2. What attracts Jenny to Graham? Graham to Jenny? 

3. Do you believe sexuality is a dichotomy or a spectrum? Do you think a person can love—and be physically attracted to—a person of the same sex but not be gay? 

4. Amanda Ruth embraced her otherness—her race, her lesbianism— at an age when so many young women try to be like everyone else. Was this courage? Rebellion? How was Amanda Ruth able to stand out so gracefully? 

5. Why does Richmond describe the announcements on their boat as “The Voice”? What does it represent? 

6. Place is a recurring theme in Dream of the Blue Room. What about the characters’ origins defined them? How can a person’s geographical origins affect his or her story? 

7. On page 133, Graham explains his decision to end his life before he is incapacitated by ALS: “Imagine—to choose one’s own time and place of death. To make a conscious decision to leave this earth while you’re still intact, still functioning.” What might you do in Graham’s place? Would you stick it out to the end, alive but not living? Or would you choose the time and place of your own death? 

8. On page 159, Jenny explains her love for Dave when she muses that “it is possible to love a person for being sturdy and reliable in a single, impossible moment, for responding with perfect timing and absolute precision to your unspoken needs.” Do you agree with her? Who else in Dream of the Blue Room loves another character for their actions in a single moment? Have you ever experienced this? Is it ever possible to build a lasting relationship on this kind of love? 
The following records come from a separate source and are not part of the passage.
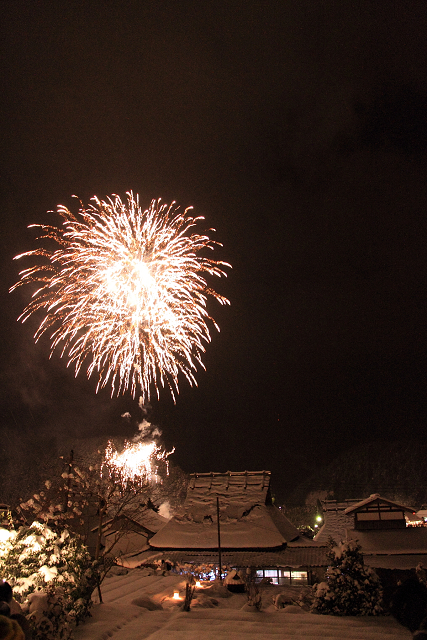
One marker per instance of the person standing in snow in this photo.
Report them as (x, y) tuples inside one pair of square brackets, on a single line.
[(12, 610)]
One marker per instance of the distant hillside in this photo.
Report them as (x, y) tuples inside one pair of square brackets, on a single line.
[(397, 470)]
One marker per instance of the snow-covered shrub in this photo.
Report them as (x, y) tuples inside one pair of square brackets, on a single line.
[(350, 588), (52, 575)]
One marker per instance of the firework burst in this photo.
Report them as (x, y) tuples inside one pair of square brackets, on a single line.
[(125, 291), (137, 460)]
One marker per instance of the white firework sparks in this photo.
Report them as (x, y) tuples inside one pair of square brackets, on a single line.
[(126, 290)]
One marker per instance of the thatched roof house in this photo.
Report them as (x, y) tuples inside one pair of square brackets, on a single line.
[(252, 531)]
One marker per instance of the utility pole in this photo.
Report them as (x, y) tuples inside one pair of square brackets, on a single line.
[(219, 540)]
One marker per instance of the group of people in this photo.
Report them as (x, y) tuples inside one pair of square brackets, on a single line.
[(13, 624)]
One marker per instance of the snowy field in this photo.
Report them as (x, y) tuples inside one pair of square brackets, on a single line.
[(119, 619)]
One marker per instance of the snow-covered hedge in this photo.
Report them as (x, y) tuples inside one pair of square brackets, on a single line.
[(52, 575), (350, 588)]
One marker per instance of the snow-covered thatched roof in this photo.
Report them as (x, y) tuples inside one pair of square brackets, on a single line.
[(248, 520)]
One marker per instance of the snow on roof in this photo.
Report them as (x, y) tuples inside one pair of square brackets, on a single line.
[(396, 561), (237, 491), (336, 521), (375, 497), (294, 558), (391, 541), (247, 518), (256, 530)]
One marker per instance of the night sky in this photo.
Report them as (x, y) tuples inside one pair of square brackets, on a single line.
[(299, 131)]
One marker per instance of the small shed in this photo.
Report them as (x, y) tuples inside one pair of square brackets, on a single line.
[(377, 513)]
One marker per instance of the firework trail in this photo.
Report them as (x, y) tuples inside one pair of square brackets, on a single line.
[(137, 460), (126, 292)]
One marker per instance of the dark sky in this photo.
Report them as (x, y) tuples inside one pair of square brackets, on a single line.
[(299, 130)]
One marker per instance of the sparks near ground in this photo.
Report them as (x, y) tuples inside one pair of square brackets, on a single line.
[(126, 290), (138, 459)]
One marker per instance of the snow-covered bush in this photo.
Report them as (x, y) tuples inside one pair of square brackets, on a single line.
[(350, 588), (52, 575)]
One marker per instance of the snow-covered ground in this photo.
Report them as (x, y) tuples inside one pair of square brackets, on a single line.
[(119, 619)]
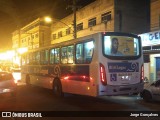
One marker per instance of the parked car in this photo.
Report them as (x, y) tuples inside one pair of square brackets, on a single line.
[(151, 91), (7, 83)]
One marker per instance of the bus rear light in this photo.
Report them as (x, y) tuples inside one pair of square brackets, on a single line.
[(142, 73), (103, 74)]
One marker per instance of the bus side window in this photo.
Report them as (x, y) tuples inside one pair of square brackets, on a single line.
[(52, 52), (56, 54), (64, 55), (70, 53), (79, 53), (44, 57), (88, 51)]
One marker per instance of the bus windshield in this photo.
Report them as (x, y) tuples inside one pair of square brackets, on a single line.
[(121, 46)]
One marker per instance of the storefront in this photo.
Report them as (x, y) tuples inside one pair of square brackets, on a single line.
[(151, 51)]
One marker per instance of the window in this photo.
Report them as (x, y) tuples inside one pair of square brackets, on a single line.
[(84, 52), (67, 54), (53, 36), (64, 55), (106, 17), (92, 22), (68, 31), (44, 57), (54, 56), (36, 35), (36, 58), (59, 34), (121, 46), (57, 55), (80, 27)]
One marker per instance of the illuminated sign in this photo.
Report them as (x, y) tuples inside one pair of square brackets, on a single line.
[(151, 38)]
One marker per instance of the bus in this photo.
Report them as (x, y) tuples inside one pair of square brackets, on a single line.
[(88, 65)]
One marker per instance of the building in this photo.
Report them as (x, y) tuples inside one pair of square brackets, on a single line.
[(104, 15), (100, 16), (34, 35), (151, 44)]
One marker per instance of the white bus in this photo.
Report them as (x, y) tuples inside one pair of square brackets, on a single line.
[(108, 63)]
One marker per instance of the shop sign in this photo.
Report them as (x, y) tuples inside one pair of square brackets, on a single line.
[(151, 38)]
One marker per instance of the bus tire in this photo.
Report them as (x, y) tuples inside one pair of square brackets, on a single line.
[(57, 88), (28, 80)]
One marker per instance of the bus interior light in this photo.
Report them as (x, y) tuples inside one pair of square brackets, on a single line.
[(142, 73), (103, 74)]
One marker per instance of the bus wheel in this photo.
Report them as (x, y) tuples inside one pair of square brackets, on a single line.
[(57, 88), (27, 80)]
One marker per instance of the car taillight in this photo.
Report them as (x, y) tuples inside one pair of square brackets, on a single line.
[(103, 74), (142, 74)]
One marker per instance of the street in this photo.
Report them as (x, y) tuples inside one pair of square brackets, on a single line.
[(35, 99)]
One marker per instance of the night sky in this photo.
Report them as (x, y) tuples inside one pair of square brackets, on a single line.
[(15, 14)]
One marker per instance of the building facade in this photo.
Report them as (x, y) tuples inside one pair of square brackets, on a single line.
[(34, 35), (104, 15), (151, 44)]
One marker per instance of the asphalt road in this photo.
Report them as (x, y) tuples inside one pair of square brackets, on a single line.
[(35, 99)]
9. What does Amanda Ruth’s yellow scarf symbolize? Do you agree with Jenny that she betrayed Amanda Ruth by denying that she had a romantic relationship with her? Why or why not? 10. For many years after Amanda Ruth’s murder, Jenny believed that it was the one defining moment of her life, “that other events would never hold for me any real sense of drama. . . . I have lived my entire adult life with a sense that the timing is all off.” Did other defining moments follow? Have you experienced one of these moments yet in your life? Might there be others? 

11. After days, almost weeks, of insomnia, why is Jenny finally able to sleep in Yeuyang? 

12. The author retains some mystery about Amanda Ruth’s killer for most of the novel. Why? When did you first realize it was her own father? 

13. What is it about Jenny that convinced Graham she could help him die? What is it about her that allowed her to identify her cousin’s body? Kill the rat in her neighbor’s bathtub with no emotion? Do you think she still retains these characteristics when the novel closes? 

14. Consider the drowned river victims whom the cruise staff refuses to acknowledge, the staged funeral procession, Yuk Ming’s fabricated “Chinese experience.” Jenny calls her visit to China “an amusement park version of the country” (page 234). Why might this “amusement park” sensation be amplified in China? Do you think you have ever had an authentic experience of a foreign place? 

15. What is the significance of QiQi the baiji, Jenny’s dream about him, and the baiji’s appearance as she leaves Fengdu? 16. Do you agree with Graham and Jenny that “to be away and adrift, distant and foreign and lost, alone, is to be somehow free” (page 293)?